Justin Wood (Callek) wrote:
Hey Guys,

So I have to say, I am quite annoyed with Symantec/Norton at the moment.

Our Beta 2, which has been out for ~ a week, and I submitted the
whitelist request to Norton ~12 hours before the *DAY* of our release,
still is not complete.

With the release cadence we have/need, the turnaround time on their
whitelisting is completely unacceptable/bad. It completely hurts our
ability to get meaningful data for betas, and hurts our ability to keep
our release users up to date with latest stability/security updates.

My proposal:
* No longer wait for Symantec to indicate that the whitelisting is complete
* Mention it on our known-issues page that Norton can interact badly
with us on occassion
* Specifically list the .dll's [by name] it thinks are viruses on our
known-issues page as "ok" and "Norton's fault"
* Continue to submit whitelisting requests ASAP
* Continue to move forward with getting signed builds out [`may` help
with this]
* Continue to *try* getting a human contact at Norton to see if/when we
can speed up their process or fix this misidentification, and how.

The key point is this *will* be a pain point for windows users who have
Norton, where the most-logical solution for those users is to *disable*
their Virus Software during the duration of SeaMonkey use. And is
specifically manifests in the following ways:
* Quarantines 1-or-2 dll's
* The dll's affect our cryptography ability, in such that them missing
may/could break some https sites from functioning/cause crashes etc. (I
haven't witnessed it, but I also have avoiding us ever shipping in this
case)
* Restoration of the dll's seems to sign/modify them slightly such that
partial updates fail for these users, and end up having to download
updates twice (the second download being our full 20ish MB download).

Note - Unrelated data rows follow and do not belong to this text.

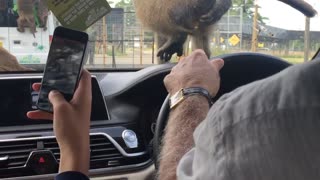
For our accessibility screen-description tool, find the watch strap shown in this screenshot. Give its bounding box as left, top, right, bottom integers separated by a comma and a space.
169, 87, 213, 109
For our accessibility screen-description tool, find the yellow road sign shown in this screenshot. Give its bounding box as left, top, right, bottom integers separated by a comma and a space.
258, 43, 264, 48
220, 37, 224, 43
229, 34, 240, 46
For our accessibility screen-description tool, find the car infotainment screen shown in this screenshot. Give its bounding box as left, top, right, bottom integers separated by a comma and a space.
0, 78, 108, 127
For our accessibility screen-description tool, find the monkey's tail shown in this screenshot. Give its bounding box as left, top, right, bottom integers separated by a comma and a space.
279, 0, 317, 17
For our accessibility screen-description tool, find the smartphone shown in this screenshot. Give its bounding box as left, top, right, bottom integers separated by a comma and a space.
37, 27, 88, 113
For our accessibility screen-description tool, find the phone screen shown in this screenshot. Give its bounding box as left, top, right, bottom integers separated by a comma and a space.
37, 36, 86, 112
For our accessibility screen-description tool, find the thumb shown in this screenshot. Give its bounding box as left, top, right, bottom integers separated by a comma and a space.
49, 90, 67, 107
211, 59, 224, 71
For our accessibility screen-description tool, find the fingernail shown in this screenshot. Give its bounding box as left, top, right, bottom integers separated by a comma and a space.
49, 90, 59, 95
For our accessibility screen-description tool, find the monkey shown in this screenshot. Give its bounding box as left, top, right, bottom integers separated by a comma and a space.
17, 0, 37, 37
134, 0, 317, 62
0, 46, 32, 72
36, 0, 49, 31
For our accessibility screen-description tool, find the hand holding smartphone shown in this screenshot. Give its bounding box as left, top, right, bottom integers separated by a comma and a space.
37, 27, 88, 112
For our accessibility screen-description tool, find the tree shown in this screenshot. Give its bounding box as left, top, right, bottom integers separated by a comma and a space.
115, 0, 136, 26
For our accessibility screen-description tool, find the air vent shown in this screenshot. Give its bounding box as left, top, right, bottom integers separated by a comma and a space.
0, 140, 37, 169
0, 134, 150, 179
43, 135, 124, 169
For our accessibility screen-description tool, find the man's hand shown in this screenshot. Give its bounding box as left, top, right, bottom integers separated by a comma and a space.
164, 50, 224, 96
27, 70, 92, 174
159, 50, 224, 180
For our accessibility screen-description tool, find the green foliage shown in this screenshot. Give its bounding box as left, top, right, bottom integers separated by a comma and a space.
233, 0, 268, 24
115, 0, 136, 26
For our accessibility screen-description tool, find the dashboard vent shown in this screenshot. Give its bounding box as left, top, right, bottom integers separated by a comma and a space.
43, 135, 124, 169
0, 140, 37, 169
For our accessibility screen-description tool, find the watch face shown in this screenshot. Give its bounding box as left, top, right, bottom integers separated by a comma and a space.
169, 89, 184, 109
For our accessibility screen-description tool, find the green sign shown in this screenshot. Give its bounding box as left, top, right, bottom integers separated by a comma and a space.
46, 0, 111, 31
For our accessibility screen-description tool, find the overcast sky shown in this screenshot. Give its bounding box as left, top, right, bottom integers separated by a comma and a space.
108, 0, 320, 31
258, 0, 320, 31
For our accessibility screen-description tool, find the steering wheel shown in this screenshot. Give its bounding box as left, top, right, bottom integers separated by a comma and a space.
153, 53, 291, 169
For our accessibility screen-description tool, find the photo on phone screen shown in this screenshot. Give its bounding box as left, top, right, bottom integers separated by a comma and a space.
37, 27, 88, 112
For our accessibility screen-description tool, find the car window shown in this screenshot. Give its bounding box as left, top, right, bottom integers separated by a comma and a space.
0, 0, 320, 72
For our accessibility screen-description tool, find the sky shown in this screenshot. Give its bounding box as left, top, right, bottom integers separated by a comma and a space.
108, 0, 320, 31
258, 0, 320, 31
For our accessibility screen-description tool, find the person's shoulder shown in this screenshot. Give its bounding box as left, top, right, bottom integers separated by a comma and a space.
195, 60, 320, 138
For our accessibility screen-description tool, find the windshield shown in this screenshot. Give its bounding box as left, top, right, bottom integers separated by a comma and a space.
0, 0, 320, 72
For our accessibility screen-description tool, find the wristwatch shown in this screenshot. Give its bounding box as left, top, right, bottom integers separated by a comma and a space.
169, 87, 213, 109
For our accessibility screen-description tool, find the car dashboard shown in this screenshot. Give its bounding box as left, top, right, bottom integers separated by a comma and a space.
0, 64, 173, 179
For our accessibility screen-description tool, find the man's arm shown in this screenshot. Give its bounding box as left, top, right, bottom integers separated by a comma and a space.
158, 50, 224, 180
159, 95, 209, 180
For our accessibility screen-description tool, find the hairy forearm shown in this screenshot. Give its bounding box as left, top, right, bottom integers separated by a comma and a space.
159, 95, 209, 180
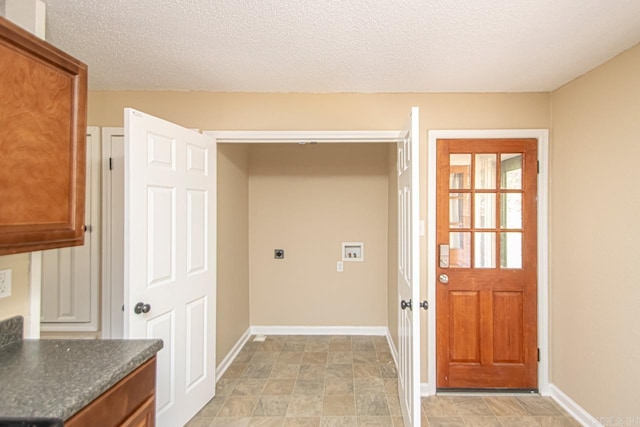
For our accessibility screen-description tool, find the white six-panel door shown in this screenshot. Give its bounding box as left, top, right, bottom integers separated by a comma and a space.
124, 109, 216, 427
398, 107, 420, 427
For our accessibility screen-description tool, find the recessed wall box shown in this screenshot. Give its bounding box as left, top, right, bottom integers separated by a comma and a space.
342, 242, 364, 261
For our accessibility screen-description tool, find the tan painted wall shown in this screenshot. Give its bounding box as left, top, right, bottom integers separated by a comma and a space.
551, 45, 640, 425
88, 91, 551, 381
0, 254, 29, 333
216, 144, 250, 364
387, 144, 400, 349
249, 144, 388, 326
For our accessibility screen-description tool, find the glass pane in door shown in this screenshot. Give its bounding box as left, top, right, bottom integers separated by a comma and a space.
500, 193, 522, 228
474, 193, 496, 228
449, 154, 471, 190
449, 193, 471, 228
475, 153, 496, 190
500, 232, 522, 268
500, 153, 522, 190
449, 231, 471, 268
473, 232, 496, 268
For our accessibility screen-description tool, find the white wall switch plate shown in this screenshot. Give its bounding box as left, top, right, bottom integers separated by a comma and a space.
0, 269, 11, 298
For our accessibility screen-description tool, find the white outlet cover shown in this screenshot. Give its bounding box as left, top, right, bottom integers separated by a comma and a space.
0, 269, 11, 298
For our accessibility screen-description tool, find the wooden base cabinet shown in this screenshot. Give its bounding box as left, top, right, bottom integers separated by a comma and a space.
64, 356, 156, 427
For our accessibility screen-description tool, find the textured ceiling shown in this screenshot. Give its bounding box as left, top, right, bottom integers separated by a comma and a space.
22, 0, 640, 92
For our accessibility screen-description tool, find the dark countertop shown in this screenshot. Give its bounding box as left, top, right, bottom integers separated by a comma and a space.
0, 322, 162, 420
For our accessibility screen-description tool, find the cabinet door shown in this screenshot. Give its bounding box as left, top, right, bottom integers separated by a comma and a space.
120, 397, 156, 427
0, 17, 87, 255
41, 127, 100, 331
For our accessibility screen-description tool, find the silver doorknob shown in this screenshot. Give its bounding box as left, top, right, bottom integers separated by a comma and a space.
133, 302, 151, 314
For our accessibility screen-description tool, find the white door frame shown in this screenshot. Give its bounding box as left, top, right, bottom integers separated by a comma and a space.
423, 129, 550, 396
101, 127, 124, 338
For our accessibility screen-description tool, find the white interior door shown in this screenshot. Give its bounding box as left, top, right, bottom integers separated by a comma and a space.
40, 127, 100, 332
398, 107, 420, 427
124, 109, 216, 427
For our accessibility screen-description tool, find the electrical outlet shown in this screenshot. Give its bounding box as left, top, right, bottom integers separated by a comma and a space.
0, 269, 11, 298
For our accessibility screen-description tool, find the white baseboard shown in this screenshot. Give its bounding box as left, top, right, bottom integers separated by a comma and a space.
216, 327, 251, 383
251, 326, 387, 336
549, 384, 602, 427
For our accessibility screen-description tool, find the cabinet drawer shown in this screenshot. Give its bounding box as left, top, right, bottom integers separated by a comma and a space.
64, 356, 156, 427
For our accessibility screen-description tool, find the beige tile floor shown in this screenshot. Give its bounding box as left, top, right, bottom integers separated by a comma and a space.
187, 336, 579, 427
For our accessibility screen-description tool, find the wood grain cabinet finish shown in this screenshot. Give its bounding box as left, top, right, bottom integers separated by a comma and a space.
0, 17, 87, 255
64, 356, 156, 427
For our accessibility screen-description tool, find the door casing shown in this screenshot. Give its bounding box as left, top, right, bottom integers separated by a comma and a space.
422, 129, 549, 396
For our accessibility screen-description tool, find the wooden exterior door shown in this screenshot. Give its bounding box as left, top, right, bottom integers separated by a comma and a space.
436, 139, 538, 390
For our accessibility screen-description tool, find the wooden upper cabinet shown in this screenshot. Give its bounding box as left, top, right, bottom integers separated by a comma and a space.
0, 17, 87, 255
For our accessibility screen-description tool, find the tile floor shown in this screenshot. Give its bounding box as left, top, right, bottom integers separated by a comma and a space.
187, 336, 579, 427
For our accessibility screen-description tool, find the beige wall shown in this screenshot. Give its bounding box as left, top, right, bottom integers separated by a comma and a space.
387, 144, 400, 349
216, 144, 250, 364
249, 144, 388, 326
0, 254, 29, 333
551, 45, 640, 417
88, 91, 551, 381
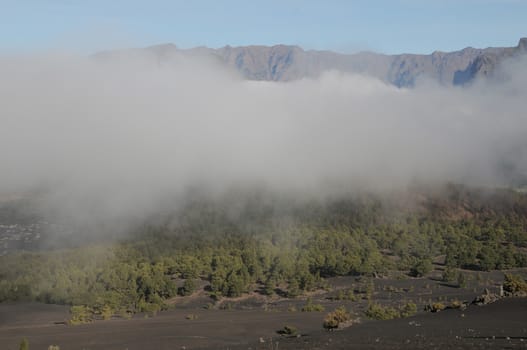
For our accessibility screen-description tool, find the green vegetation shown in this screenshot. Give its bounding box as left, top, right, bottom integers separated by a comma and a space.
0, 185, 527, 323
425, 301, 447, 312
322, 306, 351, 331
503, 273, 527, 295
276, 326, 298, 337
18, 338, 29, 350
365, 302, 417, 320
301, 298, 324, 312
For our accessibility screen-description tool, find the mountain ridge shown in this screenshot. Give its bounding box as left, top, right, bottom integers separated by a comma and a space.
94, 37, 527, 87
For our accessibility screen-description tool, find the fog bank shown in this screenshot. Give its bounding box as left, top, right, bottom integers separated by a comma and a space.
0, 50, 527, 228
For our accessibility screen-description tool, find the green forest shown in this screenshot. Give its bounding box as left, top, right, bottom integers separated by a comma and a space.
0, 185, 527, 322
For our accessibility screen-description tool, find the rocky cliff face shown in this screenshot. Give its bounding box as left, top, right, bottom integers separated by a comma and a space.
95, 38, 527, 87
453, 38, 527, 85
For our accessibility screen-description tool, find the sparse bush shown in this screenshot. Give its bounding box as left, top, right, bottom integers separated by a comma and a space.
457, 272, 467, 288
18, 338, 29, 350
69, 305, 93, 325
503, 273, 527, 295
302, 298, 324, 312
425, 302, 446, 312
399, 301, 417, 317
448, 300, 465, 309
410, 259, 433, 277
276, 326, 298, 337
366, 303, 399, 320
322, 306, 351, 331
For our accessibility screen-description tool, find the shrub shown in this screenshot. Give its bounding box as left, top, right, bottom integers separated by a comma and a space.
18, 338, 29, 350
366, 303, 400, 320
322, 306, 351, 331
503, 273, 527, 295
410, 259, 433, 277
69, 305, 93, 325
399, 301, 417, 317
276, 326, 298, 336
425, 302, 446, 312
302, 298, 324, 312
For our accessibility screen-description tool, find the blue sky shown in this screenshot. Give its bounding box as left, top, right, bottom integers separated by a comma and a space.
0, 0, 527, 53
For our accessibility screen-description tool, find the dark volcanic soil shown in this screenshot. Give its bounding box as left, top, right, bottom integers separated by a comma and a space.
0, 298, 527, 350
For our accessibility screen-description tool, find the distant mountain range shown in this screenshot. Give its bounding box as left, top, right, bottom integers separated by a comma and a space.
95, 38, 527, 87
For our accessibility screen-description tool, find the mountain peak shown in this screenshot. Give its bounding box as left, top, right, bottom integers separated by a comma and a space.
518, 37, 527, 51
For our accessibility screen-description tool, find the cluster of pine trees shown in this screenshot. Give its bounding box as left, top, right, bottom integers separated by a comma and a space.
0, 188, 527, 318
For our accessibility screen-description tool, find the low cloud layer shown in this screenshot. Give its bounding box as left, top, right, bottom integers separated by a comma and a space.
0, 52, 527, 227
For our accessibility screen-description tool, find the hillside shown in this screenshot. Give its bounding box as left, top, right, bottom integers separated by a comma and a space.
95, 38, 527, 87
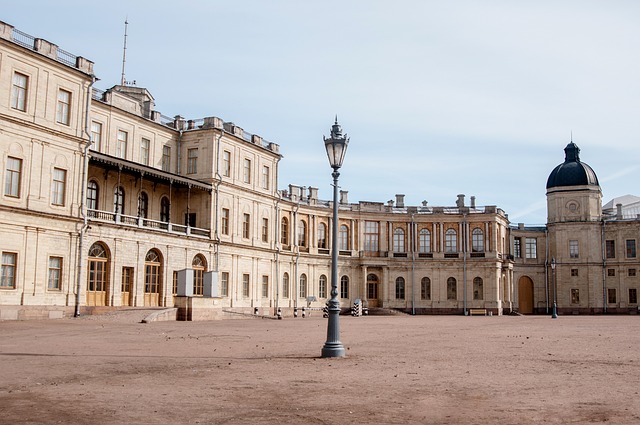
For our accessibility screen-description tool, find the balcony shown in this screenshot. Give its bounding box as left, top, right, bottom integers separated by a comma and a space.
87, 210, 211, 239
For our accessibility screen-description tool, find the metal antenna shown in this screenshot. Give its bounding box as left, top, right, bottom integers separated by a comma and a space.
120, 18, 129, 86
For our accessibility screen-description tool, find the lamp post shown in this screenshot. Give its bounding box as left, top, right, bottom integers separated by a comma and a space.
322, 116, 349, 357
551, 257, 558, 319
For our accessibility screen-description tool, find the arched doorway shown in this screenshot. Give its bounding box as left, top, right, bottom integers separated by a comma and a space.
87, 242, 109, 307
367, 273, 382, 308
518, 276, 533, 314
144, 249, 162, 307
191, 254, 207, 295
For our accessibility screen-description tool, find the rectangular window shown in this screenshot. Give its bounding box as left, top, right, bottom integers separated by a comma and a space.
56, 89, 71, 125
525, 238, 538, 258
140, 137, 151, 165
607, 288, 617, 304
513, 238, 522, 258
569, 240, 579, 258
162, 146, 171, 172
262, 276, 269, 298
187, 148, 198, 174
242, 214, 251, 239
4, 156, 22, 198
242, 274, 249, 298
627, 239, 636, 258
262, 165, 269, 190
242, 158, 251, 183
364, 221, 380, 252
222, 151, 231, 177
0, 252, 18, 289
116, 130, 129, 159
11, 72, 29, 112
220, 208, 229, 235
220, 272, 229, 297
262, 218, 269, 242
91, 121, 102, 152
571, 288, 580, 304
605, 240, 616, 258
47, 257, 62, 291
51, 168, 67, 205
172, 271, 178, 296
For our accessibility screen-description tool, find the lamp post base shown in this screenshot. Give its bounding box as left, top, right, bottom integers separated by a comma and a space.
321, 341, 347, 358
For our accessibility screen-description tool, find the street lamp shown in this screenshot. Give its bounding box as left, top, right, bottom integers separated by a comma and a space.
551, 257, 558, 319
322, 116, 349, 357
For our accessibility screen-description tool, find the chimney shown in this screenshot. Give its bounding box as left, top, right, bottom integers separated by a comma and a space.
340, 190, 349, 204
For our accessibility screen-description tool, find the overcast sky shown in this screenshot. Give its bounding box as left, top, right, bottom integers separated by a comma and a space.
6, 0, 640, 224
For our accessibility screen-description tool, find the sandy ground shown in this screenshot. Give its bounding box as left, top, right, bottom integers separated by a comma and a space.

I am literally treating this as a proposal for the community, we have no
sane way to detect the presence of Norton and delay JUST those updates.

This is not a vote, and I will take on the final call [unless the
SeaMonkey Council think that they as a whole should make the final
call]. So reasons for/against are appreciated, including "me toos", or
"please no" though I'd appreciate reasons for any of those mails.

With *myself* as a Symantec user as well [in my case because it came
pre-installed on my computer, and I decided to just register/subscribe
rather than fight and try to remove/switch] it is a bad situation to
have to be in, but I feel this is a decision I need community input on,
rather than decided that some subset of our users will have to suffer
due to a larger companies issues.


I see no reason that all Windows users should be penalized with slow updates because some users choose to use a bloated and buggy antivirus program. Perhaps if it causes them enough pain they will either complain to Symantec enough that they will fix their algorithm or they will switch to another antivirus program. It's not like there aren't alternatives available particularly since Microsoft Security Essentials is free.

On the corporate side, where end users have no choice about their antivirus product, I don't know if Symantec's corporate products detect the false positive or not. But even if they do I doubt that many large companies are using SeaMonkey as their standard browser and the individual users that may be running it are probably knowledgeable enough to deal with it, particularly if they are told about it in the release notes and known problems.